Last November, singer/songwriter Shawn Colvin performed at the Garrison Institute’s Insight & Impact benefit. We caught up with her recently to talk about how clearing her mind and the 12 Steps inform her spirituality and creative process, as well as her approach to covering songs.
This post is the second in a series of short interviews on contemplation and creativity. Read our interview with cellist and composer Zoë Keating here.
Do you have a spiritual or contemplative practice?
Not formally, but exercising could be considered my contemplative process. It allows my brain to clear out. I also follow the tenants of the 12 Steps because I’ve suffered from addiction. I think recovery is a spiritual practice.
Do you find that clearing out your mind enhances your creativity?
I think anything you do that clears your mind—or a “mind dump,” as I like to call it—clears the pathways towards what’s underneath. For me, that’s where the best ideas come from creatively. Once I start thinking too hard or planning too much, then I feel like things sound stilted.
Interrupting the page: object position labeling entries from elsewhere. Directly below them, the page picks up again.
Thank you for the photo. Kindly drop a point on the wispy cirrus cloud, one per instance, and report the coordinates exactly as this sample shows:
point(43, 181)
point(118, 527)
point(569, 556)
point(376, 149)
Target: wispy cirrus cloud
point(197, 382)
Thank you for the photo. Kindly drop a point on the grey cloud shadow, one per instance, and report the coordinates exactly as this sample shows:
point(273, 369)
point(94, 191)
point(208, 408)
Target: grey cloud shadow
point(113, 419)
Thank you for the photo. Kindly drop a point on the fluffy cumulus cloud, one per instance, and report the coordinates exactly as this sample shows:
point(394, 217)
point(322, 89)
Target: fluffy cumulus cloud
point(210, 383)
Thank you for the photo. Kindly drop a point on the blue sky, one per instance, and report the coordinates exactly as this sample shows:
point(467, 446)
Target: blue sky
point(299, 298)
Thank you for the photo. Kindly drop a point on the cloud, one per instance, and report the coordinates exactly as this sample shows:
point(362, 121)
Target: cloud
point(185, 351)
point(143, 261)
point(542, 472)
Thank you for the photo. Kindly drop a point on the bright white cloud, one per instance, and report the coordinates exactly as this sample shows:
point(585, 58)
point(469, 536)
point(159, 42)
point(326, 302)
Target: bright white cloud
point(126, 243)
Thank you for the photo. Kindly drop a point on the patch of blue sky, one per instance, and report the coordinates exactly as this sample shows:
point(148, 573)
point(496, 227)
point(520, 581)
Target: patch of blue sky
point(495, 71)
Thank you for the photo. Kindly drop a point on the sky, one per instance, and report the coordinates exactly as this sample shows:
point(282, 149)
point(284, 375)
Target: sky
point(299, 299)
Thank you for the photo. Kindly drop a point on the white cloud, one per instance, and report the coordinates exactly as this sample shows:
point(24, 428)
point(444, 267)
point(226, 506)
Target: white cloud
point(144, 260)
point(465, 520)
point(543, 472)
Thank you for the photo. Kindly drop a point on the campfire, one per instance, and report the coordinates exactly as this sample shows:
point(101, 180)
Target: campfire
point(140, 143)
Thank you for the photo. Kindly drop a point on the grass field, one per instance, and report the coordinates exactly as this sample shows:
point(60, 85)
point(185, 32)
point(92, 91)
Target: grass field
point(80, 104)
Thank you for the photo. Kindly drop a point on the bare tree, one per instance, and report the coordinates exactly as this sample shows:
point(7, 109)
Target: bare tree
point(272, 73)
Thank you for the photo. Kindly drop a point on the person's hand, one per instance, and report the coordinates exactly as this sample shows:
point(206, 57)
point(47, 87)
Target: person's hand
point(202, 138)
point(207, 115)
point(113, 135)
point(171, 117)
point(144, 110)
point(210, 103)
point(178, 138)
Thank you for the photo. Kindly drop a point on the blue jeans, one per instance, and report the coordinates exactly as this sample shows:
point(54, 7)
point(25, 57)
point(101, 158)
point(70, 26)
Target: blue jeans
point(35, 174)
Part of the 12 Steps work is allowing something greater than yourself to take over. Is the practice of clearing your mind connected to this idea in the 12 Steps in that it allows something other than yourself to come in?
The essence of the 12 Steps is that you have an illness that will not respond to human aid. The best doctors and medical interventions can’t arrest alcoholism or other addictions. Self-will doesn’t seem to cut it. What’s really required is a willingness to believe in a power greater than oneself. Of course, a lot of people find power in a group. The most help that I’ve gotten has generally been through those who have suffered the same maladies, not necessarily from experts.
Similarly, to find inspiration, I just have to get out of my own way. The best ideas come through the side door. Often in the midst of trying to write something, I will take a walk or even a nap. It’s a process of just getting out of my own head.
One of the songs you sang at the Garrison Institute benefit was a cover of “Tougher Than the Rest,” a Bruce Springsteen song. Can you talk about your approach to covering someone else’s song?
Well, first of all I have to be in love with the song. Sometimes I ask myself, “Can I possibly bring a different point of view or a different feeling to this song?” Not improve it, because that’s impossible. When I fall in love with a song, it’s really good the way it is. With “Tougher than the Rest,” it just seemed like it could possibly be interpreted as a song of bravado. I don’t think it is. I think there’s a lot of humility in that song. And I thought, by nature of having a woman sing it and by slowing it down and making it a more acoustic tune, that maybe I could bring that vulnerability out.